Marshall and Janice Karges
Marshall and Janice Karges were not convinced homeschooling was for them. Marshall was a bit more open to the idea, having had a sister who was homeschooling as a missionary family overseas. Janice was somewhat more hesitant to take the plunge, but after her oldest daughter was diagnosed with a severe milk allergy, the idea became more appealing. In addition, because the family lived in a very rural area, the thought of the long hours their daughter would spend on the bus to and from school every day made the decision even easier for them.
At the time they made their decision, homeschooling in North Dakota was not legal, but the battles were well underway. Janice states, “They thought we could not give our children a quality education, but we knew we could.” The Karges’ first became involved with homeschooling legislation in 1985. That legislative session, a bill passed the house and then went on to the senate. The small homeschooling community grew excited because they were told they had the votes to pass the bill in the senate as well. However, the vote in the senate was delayed until the day of the state superintendent’s meeting at the Capitol. The day of the vote, every senator had their district’s school superintendent sitting next to them. Needless to say, the bill failed that year.
Throughout this time, the Karges family watched while other homeschooling families fought legal battles to continue homeschooling their children, but had not faced any charges themselves. That changed in the fall of 1988 when a new school superintendent took over in their school district and decided to serve papers against them informing them they were not in compliance with compulsory education law. The Karges’ immediately called HSLDA, who took up the fight for them. Their attorney, Greg Lange, got the school to agree to wait to file charges until after the next legislative session in 1989, as they were fairly convinced they could get a homeschool law passed. This indeed did happen, and the charges against them were dropped.

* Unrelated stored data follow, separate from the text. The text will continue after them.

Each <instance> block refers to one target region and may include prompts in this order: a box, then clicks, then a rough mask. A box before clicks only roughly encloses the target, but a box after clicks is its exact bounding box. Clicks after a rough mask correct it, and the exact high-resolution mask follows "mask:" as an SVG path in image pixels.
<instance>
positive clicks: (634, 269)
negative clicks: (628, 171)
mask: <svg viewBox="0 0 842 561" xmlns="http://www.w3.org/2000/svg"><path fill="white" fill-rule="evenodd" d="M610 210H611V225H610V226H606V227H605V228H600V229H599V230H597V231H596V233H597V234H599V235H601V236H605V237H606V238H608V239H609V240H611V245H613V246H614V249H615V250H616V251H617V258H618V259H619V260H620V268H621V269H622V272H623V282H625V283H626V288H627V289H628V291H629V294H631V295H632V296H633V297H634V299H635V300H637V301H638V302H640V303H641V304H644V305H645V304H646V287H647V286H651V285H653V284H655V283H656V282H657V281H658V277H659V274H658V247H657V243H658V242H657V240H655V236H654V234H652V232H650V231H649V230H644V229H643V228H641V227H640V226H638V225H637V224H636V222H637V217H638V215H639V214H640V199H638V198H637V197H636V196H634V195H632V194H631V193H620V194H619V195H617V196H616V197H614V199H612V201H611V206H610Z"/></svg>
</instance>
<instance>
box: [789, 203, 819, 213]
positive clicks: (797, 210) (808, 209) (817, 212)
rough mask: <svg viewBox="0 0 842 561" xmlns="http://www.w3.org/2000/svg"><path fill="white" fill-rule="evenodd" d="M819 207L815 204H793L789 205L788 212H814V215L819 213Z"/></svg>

Looking back, Janice is thankful for the decision they made to homeschool all six of their children throughout all of their school years. She relates that she had to be very structured in her school days because they were a large, farming family. At one point, she realized it would be impossible to teach each of their children every single thing they would ever need to know. A better approach became teaching her children how to learn for themselves. This approach evidently paid off. Their oldest daughter Heidi is college educated, married and homeschooling her own children. Their next oldest twin daughters, Tami and Christi, both have degrees (in veterinary medicine and music performance, respectively). Both are married and Tammy homeschools her daughter. Their son, Daryn, has a farm and ranch operation and is married. They are homeschooling their children, with one in the public school system. Misty is their next oldest daughter, who is married and living in Denver, Colorado with a degree in Textile Design. They are expecting their first child. Annette is the youngest of the family. She has a master’s degree in Piano pedagogy and teaches private piano lessons.
Janice believes that the opposition they faced because of homeschooling led them to be more diligent and intent on giving their children a quality education. She wishes her children could have had more peer interactions (living in such a rural area decreased their opportunities for this). However, she relates that her daughter once told her in college, after having listened to some of the social issues her friends had gone through in junior high and high school, that she was so thankful she was homeschooled and did not have to experience those same things.
As she ponders “passing the torch” to the next generation of homeschooling families, she warns that, as with all freedoms, the freedom to homeschool will continually be threatened. We must always be aware of ways they are trying to take away our freedom to homeschool.